Photo: Specimen Silver Hedgehog Holly at the National Trust's Melford Hall, Suffolk (Copyright Tree Register 2005)

Champion Cedar

Champion Cedar

Steven Falk, Senior Keeper of Natural History at the Warwickshire Museum, sent in this photo of a Cedar of Lebanon at Compton Verney near Wellesbourne, Warwickshire.

Unmeasurable as a single stem its huge volume of multiple stems and low branches measures an impressive 10.85m just above ground level.

Compton Verney is managed by The Compton Verney House Trust and is open to the public (check for opening times).

The Great Golynos Oak

The Great Golynos Oak

Read a copy of text taken from Jesse's Gleanings in Natural History, later published in The Great Golynos Oak, its fall and destiny by the Rev. E. W. L. Davies, MA 1892 on our members news page.

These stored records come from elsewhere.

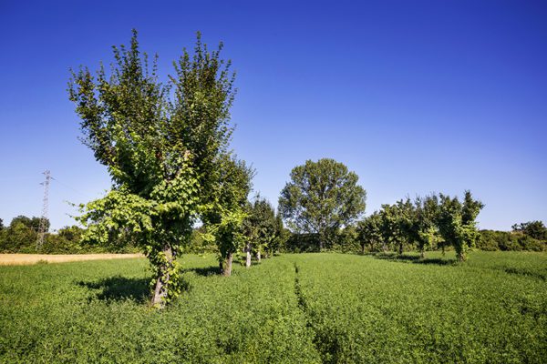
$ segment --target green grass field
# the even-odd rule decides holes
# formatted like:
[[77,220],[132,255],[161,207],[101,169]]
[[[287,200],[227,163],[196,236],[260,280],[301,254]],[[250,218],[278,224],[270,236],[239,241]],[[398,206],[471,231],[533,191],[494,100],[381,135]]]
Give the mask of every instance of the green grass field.
[[0,362],[547,362],[547,254],[283,255],[147,307],[144,258],[0,267]]

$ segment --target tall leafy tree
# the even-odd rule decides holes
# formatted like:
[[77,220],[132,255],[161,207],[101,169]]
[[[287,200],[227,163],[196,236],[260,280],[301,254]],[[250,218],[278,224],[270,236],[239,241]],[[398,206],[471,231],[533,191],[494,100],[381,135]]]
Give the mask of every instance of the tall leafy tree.
[[357,181],[355,172],[334,159],[307,160],[291,171],[279,198],[280,212],[292,229],[317,234],[323,249],[340,228],[365,211],[366,192]]
[[465,191],[463,202],[458,197],[439,194],[438,227],[445,241],[454,247],[459,261],[464,261],[467,251],[480,238],[475,219],[484,204]]
[[379,251],[384,246],[383,238],[382,217],[378,212],[375,211],[357,223],[357,240],[362,253],[365,253],[366,247],[369,251]]
[[108,167],[112,189],[82,207],[84,239],[131,240],[154,272],[151,304],[163,307],[181,291],[177,257],[198,213],[215,201],[214,176],[226,153],[234,92],[230,63],[198,39],[184,49],[169,82],[160,81],[157,56],[113,47],[109,72],[72,73],[69,98],[81,118],[82,141]]

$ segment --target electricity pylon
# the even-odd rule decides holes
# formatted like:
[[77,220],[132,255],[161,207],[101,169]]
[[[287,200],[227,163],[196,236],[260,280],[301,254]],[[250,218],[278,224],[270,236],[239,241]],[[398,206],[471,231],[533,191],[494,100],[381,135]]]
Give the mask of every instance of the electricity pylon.
[[49,208],[49,182],[51,181],[51,172],[46,170],[46,180],[40,185],[44,186],[44,205],[42,206],[42,216],[40,217],[40,227],[38,228],[38,240],[36,241],[36,249],[41,249],[44,245],[44,238],[49,227],[47,227],[47,209]]

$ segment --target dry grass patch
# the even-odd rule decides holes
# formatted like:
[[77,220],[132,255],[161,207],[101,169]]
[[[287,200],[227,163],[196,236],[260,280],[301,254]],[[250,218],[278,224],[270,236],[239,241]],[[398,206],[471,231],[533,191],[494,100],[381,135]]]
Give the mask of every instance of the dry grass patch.
[[0,266],[142,258],[142,254],[0,254]]

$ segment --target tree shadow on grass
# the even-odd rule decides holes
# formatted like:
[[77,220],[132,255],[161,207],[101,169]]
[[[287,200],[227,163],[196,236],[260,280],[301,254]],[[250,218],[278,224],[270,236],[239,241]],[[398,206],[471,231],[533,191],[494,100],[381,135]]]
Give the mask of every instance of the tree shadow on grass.
[[413,263],[413,264],[434,264],[437,266],[451,266],[456,263],[456,259],[452,258],[421,258],[419,256],[408,256],[408,255],[399,255],[397,253],[389,254],[389,253],[378,253],[373,254],[377,259],[388,260],[394,262],[403,262],[403,263]]
[[121,276],[109,277],[98,281],[77,283],[97,292],[97,299],[103,301],[132,300],[147,302],[150,298],[150,278],[128,278]]
[[184,269],[184,272],[194,272],[198,276],[209,277],[218,276],[221,274],[221,268],[219,267],[211,266],[204,268],[189,268]]

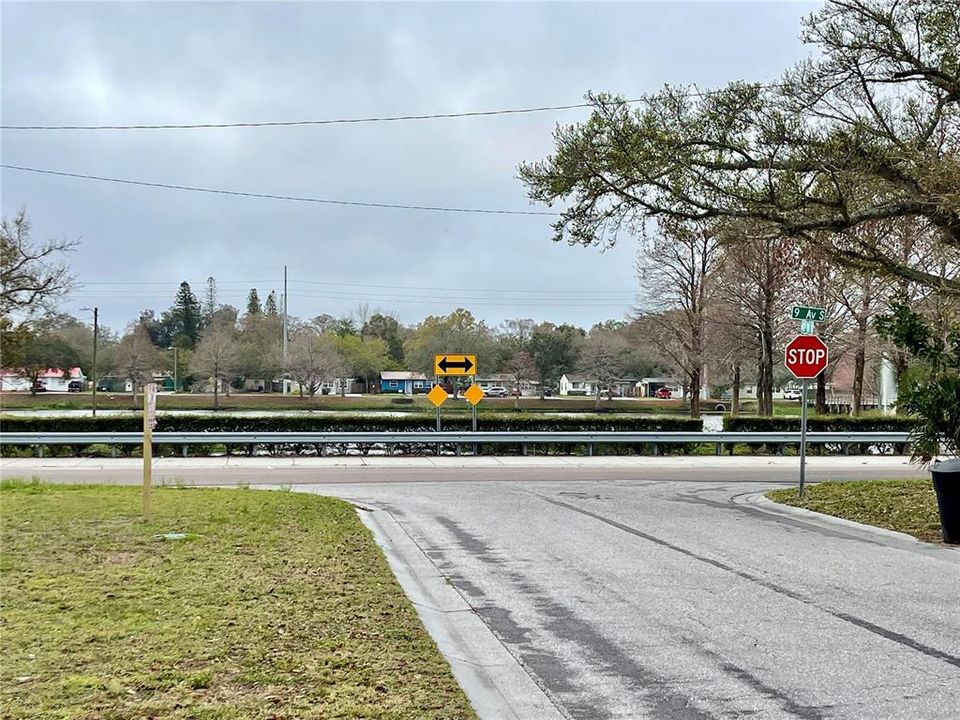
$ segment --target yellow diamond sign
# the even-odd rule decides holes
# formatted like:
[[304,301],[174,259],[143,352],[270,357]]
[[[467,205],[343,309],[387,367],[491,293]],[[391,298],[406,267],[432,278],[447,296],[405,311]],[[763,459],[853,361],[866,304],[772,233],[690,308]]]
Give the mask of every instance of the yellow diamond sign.
[[450,397],[450,395],[439,385],[434,385],[433,390],[427,393],[427,400],[432,402],[437,407],[443,405],[448,397]]
[[486,395],[486,393],[483,392],[479,385],[471,385],[467,388],[466,392],[463,393],[463,396],[471,405],[476,405],[478,402],[483,400],[484,395]]

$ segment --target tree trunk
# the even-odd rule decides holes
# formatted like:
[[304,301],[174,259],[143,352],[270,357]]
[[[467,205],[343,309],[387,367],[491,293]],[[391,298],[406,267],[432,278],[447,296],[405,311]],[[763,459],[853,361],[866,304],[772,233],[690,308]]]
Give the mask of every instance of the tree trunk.
[[730,398],[730,414],[736,417],[740,414],[740,363],[735,363],[733,366],[733,390]]
[[853,401],[850,413],[859,415],[863,409],[863,373],[867,364],[867,322],[857,321],[857,346],[853,356]]
[[815,411],[817,415],[827,414],[827,373],[817,375],[817,401]]
[[858,347],[853,356],[853,400],[850,414],[859,415],[863,409],[863,371],[867,364],[866,348]]
[[703,379],[703,367],[690,372],[690,417],[700,417],[700,383]]

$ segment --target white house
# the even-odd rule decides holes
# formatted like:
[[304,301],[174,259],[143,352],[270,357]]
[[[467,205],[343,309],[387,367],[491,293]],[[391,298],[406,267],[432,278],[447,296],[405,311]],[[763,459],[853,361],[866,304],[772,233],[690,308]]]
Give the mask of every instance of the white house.
[[[87,378],[80,368],[70,368],[67,372],[59,368],[48,368],[37,377],[37,381],[50,392],[67,392],[73,380],[79,380],[81,387],[86,390]],[[30,378],[24,375],[22,370],[5,368],[0,371],[0,390],[29,391]]]
[[384,370],[380,373],[380,392],[413,395],[429,392],[433,383],[423,373],[409,370]]
[[674,397],[683,395],[683,383],[676,378],[642,378],[637,383],[640,397],[653,397],[660,388],[667,388]]
[[587,378],[585,375],[567,375],[560,376],[560,394],[561,395],[593,395],[597,389],[597,381]]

Thanks to Jim Paterson MBE for providing the documentation confirming the size of this great Welsh tree.

The largest Wild Cherry (Prunus avium) ever recorded

Veteran Cherry found by Ted Green

Out for a walk in Berkshire "Mr Veteran Tree" Ted Green and Jill Butler of the Woodland Trust came across what appears to be one of the largest Wild Cherry (Prunus avium) ever recorded.

Catalpa Mystery Solved

Catalpa Mystery Solved

During the summer of 2005 the decision was made on health and safety grounds to remove the champion Northern Catalpa (Catalpa speciosa) growing in Radnor Gardens, Twickenham. This provided Tree Register member Bryan Roebuck the opportunity to investigate its age and solve a mystery. Alan Mitchell had previously suggested the trees unusually large girth indicated a planting date before its recorded introduction by Sargent to Kew in 1880. However, Bryan was able to undertake a ring count confirming it had just grown exceptionally fast on this site near the River Thames and was the tree planted in 1903 to commemorate the official opening of the gardens. The new champion Catalpa speciosa is another tree growing by a great river, 17m tall x 2.95m girth by the River Severn in Worcester, recorded by Dr Owen Johnson during his 2004 Urban Tree Project.